Here is the failure I see most often. A team lets the agent decide, in natural language, which scoring model to apply, which tenant's data it is looking at, or whether a stale score is "probably fine". Each of those is a navigation, trust or time decision dressed up as a reasoning step. The moment the model owns it, three things you were counting on evaporate:

  • Reproducibility. The choice was sampled, so re-running yields a different path. Your reproducibility guarantee is gone.
  • The audit trail. The decision trace records what the model said, not why the correct unit was selected — because nothing selected it deterministically.
  • Fail-closed behaviour. A probabilistic gate cannot fail closed; it fails soft, letting through whatever the current sampling happened to favour. That is precisely the crack a prompt injection walks through — see catch an injection.
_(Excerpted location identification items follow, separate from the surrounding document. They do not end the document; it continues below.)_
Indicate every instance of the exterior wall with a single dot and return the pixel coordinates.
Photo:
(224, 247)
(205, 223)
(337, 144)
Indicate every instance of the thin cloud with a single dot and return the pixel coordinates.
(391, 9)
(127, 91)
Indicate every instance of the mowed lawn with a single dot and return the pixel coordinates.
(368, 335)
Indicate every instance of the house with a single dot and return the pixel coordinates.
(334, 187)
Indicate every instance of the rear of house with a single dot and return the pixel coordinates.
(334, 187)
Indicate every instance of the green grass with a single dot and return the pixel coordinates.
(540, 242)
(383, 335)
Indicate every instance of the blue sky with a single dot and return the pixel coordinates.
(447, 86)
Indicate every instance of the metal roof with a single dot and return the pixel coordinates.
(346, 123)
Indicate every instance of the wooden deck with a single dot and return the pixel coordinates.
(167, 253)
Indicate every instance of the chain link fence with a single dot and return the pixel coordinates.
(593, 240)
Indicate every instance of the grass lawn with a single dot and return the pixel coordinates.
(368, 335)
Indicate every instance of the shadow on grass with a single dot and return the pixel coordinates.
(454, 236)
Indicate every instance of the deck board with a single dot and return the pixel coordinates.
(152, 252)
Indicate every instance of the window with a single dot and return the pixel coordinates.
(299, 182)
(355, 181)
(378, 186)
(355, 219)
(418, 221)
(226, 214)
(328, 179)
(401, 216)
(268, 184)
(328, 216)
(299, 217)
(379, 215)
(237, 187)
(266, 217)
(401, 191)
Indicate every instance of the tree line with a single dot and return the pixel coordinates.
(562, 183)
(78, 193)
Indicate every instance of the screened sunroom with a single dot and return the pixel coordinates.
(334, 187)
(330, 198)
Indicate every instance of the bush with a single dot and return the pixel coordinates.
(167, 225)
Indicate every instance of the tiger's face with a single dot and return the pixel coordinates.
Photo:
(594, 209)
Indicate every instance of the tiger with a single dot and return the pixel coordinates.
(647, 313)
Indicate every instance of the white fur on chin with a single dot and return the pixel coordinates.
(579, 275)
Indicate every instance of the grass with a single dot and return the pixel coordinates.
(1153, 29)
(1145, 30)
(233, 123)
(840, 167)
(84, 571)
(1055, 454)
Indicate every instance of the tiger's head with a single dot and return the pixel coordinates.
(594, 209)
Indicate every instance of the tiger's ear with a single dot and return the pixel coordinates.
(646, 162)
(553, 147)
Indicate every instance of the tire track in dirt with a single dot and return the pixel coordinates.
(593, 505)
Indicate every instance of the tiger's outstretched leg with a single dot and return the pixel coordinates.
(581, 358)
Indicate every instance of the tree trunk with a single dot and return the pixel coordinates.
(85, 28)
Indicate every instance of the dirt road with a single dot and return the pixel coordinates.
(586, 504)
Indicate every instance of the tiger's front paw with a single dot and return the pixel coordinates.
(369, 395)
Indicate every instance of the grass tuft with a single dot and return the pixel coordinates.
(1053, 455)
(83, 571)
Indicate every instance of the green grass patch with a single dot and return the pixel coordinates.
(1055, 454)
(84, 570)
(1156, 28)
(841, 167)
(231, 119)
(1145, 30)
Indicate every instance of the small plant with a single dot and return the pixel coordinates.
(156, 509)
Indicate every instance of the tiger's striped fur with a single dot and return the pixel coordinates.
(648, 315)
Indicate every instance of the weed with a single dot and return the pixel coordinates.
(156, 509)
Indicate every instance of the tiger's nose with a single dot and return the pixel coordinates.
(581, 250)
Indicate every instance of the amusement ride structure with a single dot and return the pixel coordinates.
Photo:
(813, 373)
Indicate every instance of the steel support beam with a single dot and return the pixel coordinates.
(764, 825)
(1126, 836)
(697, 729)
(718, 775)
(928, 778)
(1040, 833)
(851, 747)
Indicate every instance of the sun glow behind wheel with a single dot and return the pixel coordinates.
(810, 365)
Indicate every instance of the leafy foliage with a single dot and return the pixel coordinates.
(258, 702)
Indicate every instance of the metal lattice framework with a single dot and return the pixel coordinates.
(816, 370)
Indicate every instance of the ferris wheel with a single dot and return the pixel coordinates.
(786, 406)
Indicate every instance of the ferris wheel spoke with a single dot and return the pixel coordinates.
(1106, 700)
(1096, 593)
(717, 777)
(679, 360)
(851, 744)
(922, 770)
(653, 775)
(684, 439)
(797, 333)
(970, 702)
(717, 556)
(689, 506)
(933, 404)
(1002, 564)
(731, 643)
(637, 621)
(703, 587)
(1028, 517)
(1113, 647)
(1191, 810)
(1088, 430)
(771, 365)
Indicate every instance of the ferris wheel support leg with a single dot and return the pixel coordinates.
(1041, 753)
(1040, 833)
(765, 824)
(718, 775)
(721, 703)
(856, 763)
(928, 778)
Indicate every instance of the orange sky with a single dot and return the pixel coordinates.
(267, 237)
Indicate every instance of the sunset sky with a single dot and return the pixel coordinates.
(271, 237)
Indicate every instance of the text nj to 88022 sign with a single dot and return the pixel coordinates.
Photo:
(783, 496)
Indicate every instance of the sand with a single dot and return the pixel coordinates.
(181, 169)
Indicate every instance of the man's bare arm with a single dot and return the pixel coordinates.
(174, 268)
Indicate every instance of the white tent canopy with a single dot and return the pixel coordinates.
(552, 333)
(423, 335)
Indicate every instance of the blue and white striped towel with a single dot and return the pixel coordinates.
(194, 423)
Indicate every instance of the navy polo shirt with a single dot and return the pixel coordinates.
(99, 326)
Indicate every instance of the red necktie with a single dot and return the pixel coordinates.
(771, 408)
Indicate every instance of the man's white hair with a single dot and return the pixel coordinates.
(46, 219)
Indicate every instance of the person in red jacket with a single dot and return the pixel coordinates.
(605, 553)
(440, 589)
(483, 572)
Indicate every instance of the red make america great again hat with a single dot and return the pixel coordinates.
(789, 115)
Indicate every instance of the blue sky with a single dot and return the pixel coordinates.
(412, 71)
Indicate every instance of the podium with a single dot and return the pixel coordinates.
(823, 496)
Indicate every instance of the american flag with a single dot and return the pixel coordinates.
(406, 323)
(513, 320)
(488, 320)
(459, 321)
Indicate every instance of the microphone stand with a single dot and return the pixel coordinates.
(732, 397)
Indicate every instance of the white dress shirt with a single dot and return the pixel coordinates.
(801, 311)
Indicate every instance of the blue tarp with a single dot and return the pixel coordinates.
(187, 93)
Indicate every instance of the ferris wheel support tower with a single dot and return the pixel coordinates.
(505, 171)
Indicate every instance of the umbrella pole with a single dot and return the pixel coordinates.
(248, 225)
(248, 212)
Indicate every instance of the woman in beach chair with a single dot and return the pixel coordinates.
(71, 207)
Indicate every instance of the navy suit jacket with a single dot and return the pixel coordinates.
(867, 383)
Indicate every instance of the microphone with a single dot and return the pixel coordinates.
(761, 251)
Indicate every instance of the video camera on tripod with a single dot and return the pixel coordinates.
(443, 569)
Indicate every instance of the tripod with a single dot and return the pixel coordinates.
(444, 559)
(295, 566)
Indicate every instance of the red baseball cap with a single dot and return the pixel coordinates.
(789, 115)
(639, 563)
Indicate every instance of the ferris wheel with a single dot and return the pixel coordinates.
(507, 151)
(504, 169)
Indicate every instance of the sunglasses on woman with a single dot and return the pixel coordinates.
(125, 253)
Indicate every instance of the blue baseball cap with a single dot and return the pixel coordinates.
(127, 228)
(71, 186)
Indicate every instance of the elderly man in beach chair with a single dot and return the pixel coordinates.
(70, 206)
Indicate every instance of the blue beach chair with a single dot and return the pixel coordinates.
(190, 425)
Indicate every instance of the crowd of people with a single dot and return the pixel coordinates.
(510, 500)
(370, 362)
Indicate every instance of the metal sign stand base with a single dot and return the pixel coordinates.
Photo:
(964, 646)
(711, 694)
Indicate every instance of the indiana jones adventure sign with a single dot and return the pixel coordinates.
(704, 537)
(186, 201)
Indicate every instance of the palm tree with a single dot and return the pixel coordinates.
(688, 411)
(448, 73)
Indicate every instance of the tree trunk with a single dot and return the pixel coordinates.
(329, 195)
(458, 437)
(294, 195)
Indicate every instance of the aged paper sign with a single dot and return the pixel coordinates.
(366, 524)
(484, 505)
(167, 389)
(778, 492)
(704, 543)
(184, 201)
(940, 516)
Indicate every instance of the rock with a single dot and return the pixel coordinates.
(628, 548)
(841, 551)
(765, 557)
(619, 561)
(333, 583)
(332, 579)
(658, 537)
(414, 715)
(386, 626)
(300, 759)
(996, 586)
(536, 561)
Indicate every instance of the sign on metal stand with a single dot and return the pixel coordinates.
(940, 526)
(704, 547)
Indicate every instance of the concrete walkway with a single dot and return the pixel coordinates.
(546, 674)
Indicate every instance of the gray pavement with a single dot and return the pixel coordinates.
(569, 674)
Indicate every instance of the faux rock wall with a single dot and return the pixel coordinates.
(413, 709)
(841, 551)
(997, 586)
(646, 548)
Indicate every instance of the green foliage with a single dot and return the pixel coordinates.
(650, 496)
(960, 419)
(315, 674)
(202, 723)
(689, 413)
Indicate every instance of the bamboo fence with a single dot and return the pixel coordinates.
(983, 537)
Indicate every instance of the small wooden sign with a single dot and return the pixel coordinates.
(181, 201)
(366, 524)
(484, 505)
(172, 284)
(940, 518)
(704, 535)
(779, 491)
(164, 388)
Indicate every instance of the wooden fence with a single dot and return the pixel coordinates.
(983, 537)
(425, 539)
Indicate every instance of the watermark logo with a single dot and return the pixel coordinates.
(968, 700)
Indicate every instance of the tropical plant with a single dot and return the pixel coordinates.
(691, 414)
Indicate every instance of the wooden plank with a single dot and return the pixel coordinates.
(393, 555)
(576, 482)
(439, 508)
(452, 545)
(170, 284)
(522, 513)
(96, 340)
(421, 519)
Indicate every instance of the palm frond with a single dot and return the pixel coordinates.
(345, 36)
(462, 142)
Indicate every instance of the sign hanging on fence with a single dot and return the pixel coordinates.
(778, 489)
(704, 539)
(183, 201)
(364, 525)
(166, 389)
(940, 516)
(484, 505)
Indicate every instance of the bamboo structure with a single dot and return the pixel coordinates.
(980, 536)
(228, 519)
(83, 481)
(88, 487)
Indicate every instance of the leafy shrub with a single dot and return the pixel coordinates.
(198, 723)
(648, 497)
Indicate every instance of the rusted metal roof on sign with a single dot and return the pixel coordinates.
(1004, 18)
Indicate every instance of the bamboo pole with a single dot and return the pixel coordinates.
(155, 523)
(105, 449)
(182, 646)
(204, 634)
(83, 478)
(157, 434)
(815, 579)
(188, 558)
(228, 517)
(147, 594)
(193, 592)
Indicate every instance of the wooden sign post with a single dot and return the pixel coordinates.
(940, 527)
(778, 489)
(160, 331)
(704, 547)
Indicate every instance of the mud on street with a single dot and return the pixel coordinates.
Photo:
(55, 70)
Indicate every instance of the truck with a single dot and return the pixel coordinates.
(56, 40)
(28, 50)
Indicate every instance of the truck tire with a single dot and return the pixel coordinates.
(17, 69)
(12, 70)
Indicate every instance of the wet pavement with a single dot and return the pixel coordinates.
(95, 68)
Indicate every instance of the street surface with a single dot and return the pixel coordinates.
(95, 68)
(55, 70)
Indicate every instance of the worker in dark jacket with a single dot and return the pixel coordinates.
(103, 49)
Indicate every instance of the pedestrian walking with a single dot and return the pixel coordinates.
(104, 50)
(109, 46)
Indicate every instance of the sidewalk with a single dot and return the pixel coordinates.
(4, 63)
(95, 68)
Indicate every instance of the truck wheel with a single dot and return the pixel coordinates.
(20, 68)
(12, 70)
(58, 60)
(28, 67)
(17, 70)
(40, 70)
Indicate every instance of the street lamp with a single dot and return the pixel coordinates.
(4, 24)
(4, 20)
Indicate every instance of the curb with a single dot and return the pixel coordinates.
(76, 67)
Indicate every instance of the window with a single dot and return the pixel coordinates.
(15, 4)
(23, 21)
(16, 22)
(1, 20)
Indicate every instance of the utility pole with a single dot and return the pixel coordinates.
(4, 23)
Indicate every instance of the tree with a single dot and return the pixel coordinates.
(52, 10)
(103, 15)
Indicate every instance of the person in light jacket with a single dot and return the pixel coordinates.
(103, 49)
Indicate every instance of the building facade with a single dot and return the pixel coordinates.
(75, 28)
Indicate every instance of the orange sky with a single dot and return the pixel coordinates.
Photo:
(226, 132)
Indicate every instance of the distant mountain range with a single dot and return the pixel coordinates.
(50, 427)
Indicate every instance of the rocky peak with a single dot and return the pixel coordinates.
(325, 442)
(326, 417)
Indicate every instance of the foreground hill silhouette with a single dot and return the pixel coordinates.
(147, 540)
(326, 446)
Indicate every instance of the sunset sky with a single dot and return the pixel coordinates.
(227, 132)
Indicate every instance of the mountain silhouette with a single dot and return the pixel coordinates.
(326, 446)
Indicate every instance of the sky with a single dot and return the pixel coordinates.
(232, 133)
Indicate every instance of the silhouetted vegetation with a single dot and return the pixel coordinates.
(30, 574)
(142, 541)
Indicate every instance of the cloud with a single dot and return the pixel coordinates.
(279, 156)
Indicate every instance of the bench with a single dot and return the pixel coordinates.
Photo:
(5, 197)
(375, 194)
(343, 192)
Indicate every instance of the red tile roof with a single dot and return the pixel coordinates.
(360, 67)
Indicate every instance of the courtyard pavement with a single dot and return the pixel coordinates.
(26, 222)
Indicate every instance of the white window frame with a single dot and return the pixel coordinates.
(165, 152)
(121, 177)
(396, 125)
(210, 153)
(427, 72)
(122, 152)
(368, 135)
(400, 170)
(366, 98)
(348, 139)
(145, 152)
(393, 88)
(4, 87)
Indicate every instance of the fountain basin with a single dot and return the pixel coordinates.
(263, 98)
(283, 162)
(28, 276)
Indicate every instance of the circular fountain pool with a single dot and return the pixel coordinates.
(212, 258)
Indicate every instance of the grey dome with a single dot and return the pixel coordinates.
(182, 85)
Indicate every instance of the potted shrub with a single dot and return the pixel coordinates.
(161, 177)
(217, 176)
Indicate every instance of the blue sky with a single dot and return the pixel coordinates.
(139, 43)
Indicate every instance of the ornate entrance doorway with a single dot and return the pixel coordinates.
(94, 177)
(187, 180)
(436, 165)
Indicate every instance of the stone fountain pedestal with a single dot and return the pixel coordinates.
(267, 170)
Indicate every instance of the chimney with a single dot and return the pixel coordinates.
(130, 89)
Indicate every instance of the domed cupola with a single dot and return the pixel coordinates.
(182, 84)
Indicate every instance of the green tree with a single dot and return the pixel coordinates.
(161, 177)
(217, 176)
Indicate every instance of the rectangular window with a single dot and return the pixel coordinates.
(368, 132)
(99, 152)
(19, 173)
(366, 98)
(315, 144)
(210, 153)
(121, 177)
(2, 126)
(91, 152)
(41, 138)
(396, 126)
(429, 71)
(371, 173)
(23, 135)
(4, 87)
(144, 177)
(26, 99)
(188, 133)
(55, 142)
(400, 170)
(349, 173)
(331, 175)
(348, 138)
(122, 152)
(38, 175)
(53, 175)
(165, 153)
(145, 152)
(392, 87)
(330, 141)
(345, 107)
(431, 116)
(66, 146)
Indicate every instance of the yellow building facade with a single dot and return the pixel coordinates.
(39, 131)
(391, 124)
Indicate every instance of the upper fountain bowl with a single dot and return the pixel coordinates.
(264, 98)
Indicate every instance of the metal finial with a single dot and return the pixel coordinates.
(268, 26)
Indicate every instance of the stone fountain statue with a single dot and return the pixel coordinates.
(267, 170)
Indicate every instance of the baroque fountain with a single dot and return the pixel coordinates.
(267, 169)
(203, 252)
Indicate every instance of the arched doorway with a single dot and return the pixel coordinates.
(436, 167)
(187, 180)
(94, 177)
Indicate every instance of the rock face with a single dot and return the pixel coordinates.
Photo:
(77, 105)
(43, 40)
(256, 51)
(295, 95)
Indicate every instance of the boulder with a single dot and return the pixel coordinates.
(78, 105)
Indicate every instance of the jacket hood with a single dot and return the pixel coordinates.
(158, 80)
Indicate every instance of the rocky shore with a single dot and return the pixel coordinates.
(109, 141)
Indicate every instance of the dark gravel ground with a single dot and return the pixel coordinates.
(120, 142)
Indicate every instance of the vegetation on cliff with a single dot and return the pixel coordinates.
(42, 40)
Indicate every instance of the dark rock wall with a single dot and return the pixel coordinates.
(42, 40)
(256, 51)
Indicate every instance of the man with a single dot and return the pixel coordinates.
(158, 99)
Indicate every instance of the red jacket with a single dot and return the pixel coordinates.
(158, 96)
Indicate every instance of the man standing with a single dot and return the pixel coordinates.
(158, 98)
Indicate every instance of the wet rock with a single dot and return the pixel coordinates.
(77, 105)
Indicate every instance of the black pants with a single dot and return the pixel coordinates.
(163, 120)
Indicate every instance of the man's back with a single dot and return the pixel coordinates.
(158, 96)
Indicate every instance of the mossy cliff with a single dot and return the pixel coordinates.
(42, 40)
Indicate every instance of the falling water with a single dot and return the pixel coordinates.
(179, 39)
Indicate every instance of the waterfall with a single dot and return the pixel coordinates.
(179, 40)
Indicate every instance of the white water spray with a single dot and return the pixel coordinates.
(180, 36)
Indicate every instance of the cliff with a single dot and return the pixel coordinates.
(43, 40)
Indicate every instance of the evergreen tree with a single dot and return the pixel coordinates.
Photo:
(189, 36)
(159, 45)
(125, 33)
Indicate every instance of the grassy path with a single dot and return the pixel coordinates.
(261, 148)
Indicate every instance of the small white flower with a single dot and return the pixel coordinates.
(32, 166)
Giving navigation to a model does not add intelligence to those decisions. It subtracts the record.

The honest limits

Determinism guarantees process, not correctness. If a variable is wrong — a mis-scored signal-relevance, a weight that should have been 0.30 — the deterministic engine applies that error to every buyer, consistently. What determinism buys you is that the error is visible and reproducible, which is exactly how you catch it: a consistent, inspectable mistake is findable in a way a stochastic one never is. Temporal pinning tells you a score is stale; it does not refresh the data. Fail-closed gating, over-tuned, blocks legitimate work. And the model at the edge is still a model — it will produce a confident wrong 1–5 from time to time, which is why its output is a variable feeding a transparent composite, not a decision in itself.

The discipline is not "never use the model". It is: let the model speak, but never let it navigate. Everything downstream of that line — the governance harness, the audit log, the whole architecture overview — exists to keep the line honest.